Abramson’s tat­too tells you so much too about the way journ­al­ists — and people — con­struct their iden­tity. The way we endow organ­isa­tions with val­ues, sub­or­din­ate ourselves to their cul­tures. For all the talk of indi­vidu­al journ­al­ists as brands, here is a journ­al­ist brand­ing her­self and remain­ing res­ol­utely inter­ested in the task she is paid to do (find­ing things out, hold­ing the power­ful to account, sound­ing off to read­ers), whilst stead­fastly res­ist­ing the idea that she simply works for a grand but fad­ing fam­ily busi­ness.

Forced into the bloody busi­ness of mak­ing journ­al­ism pay, Abramson reacted like a neg­lected cir­cus lion eye­ing a new tamer. The spec­tacle con­trasts pity at the hum­bling of a great beast with fear for any­one forced to make money by stick­ing their heads in such a hungry mouth.

But Ms Abramson’s edit­or­ship has cer­tainly roared. A China edi­tion launch. This. A new Chief Exec­ut­ive. This. To raise the bar from pop­u­lar to clas­sic­al drama, she has delivered the full Anti­gone — a super­fluity of right — and if it is Claudi­us rather than Creon that she faces, well — nev­er under­es­tim­ate a Claudi­us.

Abramson, who I met under the bland­est of cir­cum­stances a couple of times, appears to have been a con­nois­seur of good journ­al­ism.

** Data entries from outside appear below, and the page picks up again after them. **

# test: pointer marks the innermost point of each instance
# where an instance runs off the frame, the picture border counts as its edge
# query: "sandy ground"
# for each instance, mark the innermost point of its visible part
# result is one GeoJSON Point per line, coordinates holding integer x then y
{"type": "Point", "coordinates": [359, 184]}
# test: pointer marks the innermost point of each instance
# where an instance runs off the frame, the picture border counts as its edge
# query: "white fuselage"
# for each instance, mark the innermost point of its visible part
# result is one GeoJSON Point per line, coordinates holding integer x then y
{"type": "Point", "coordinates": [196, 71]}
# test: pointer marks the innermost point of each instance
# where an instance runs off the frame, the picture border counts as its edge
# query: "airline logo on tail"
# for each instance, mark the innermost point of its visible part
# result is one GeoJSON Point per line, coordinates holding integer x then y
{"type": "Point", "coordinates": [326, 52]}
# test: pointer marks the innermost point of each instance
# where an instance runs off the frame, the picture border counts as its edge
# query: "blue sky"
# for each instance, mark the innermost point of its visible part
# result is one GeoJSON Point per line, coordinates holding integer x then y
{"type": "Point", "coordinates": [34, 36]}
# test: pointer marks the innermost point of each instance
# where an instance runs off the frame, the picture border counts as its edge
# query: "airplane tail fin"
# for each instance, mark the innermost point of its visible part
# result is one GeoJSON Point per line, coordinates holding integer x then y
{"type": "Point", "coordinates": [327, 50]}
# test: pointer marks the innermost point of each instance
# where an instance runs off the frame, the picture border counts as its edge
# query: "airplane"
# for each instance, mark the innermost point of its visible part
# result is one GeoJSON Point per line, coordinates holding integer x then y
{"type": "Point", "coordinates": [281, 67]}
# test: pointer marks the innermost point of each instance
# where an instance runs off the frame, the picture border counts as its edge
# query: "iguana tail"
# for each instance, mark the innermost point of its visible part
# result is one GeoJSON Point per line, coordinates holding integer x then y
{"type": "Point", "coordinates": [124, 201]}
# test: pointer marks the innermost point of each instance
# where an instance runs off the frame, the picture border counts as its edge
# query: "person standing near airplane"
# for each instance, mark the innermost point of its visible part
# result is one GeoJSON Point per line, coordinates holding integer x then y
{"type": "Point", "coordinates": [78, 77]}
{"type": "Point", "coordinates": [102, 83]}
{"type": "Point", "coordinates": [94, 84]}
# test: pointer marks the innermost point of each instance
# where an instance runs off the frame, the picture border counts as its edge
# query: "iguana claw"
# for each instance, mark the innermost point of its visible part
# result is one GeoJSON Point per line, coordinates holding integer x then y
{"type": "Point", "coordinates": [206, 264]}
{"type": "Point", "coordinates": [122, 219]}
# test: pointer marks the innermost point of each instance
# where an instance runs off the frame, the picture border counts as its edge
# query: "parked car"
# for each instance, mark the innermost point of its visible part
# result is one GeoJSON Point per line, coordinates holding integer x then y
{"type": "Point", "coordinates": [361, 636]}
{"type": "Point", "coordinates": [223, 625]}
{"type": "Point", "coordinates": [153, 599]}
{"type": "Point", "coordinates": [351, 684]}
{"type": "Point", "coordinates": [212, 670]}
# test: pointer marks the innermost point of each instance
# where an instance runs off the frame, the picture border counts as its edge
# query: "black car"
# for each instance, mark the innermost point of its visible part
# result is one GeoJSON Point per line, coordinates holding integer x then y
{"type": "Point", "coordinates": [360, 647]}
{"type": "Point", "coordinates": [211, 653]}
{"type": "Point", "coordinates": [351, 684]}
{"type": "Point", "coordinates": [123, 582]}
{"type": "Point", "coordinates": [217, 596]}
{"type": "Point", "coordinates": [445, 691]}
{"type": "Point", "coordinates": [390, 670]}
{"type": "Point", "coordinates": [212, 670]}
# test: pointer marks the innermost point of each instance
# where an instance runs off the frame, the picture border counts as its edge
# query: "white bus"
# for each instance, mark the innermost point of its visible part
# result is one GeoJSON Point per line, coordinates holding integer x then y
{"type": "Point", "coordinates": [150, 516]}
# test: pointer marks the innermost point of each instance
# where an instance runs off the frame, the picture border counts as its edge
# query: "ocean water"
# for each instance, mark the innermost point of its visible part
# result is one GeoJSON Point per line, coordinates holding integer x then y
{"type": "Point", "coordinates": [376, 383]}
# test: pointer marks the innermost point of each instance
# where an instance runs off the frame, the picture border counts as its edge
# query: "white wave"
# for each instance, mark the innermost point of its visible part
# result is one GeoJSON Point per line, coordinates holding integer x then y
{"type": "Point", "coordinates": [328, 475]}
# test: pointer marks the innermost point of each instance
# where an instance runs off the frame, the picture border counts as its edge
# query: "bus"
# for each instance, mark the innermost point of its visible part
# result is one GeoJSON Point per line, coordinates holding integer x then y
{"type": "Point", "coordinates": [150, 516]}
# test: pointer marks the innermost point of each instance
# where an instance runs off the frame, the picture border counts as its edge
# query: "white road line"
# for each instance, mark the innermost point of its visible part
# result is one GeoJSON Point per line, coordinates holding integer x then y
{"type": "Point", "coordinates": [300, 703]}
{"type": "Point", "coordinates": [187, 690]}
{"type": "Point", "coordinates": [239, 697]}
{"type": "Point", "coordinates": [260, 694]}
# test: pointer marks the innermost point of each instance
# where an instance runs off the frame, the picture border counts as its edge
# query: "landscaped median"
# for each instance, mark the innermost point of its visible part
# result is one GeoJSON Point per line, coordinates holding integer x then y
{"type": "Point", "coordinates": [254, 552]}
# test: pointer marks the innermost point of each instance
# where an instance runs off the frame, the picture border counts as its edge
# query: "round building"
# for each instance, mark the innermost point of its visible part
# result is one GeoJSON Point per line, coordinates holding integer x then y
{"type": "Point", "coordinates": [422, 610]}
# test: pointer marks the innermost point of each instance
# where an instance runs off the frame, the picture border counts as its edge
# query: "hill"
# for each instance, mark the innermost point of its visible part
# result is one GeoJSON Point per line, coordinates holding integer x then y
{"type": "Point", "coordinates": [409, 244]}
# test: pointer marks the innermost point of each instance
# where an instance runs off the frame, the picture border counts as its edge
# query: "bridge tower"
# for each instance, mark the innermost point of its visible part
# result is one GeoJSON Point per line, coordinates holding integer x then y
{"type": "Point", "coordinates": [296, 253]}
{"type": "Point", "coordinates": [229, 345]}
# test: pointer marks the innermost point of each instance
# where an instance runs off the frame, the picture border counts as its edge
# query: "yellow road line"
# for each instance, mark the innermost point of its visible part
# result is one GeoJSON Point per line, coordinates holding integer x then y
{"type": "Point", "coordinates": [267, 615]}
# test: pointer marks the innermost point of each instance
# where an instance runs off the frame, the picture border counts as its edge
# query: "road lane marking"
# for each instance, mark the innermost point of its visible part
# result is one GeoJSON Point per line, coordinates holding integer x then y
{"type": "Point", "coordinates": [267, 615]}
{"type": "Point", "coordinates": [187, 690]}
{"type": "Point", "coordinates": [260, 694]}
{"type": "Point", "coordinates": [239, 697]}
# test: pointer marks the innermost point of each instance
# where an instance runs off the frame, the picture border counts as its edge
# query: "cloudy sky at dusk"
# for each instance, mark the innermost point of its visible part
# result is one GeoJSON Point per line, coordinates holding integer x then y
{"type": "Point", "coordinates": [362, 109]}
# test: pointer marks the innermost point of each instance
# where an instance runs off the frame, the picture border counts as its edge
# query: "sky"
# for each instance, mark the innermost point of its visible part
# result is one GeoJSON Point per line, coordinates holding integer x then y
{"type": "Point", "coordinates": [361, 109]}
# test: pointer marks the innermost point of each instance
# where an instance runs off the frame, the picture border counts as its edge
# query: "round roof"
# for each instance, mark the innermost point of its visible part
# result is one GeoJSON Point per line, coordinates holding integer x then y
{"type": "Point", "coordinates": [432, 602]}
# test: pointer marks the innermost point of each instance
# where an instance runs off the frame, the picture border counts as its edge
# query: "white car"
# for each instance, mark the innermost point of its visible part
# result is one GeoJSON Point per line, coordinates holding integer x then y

Whatever her mer­its, she cer­tainly wasn’t polit­ic­al enough to sur­vive.

Journ­al­ists are fond of believ­ing that know­ledge is power. Game of Thrones view­ers might recall Cer­sei Lannister’s scene with Lit­tlefinger. In a gender reversal for the New York Timesmise-en-scène’, she is from the rul­ing fam­ily, and he is the self-made man. When he over-reaches to remind her of the frailty of prom­in­ent fam­il­ies, she has her guards seize him. A dag­ger is pressed to his jug­u­lar. It’s not know­ledge that is power, she reminds him, “Power is power.”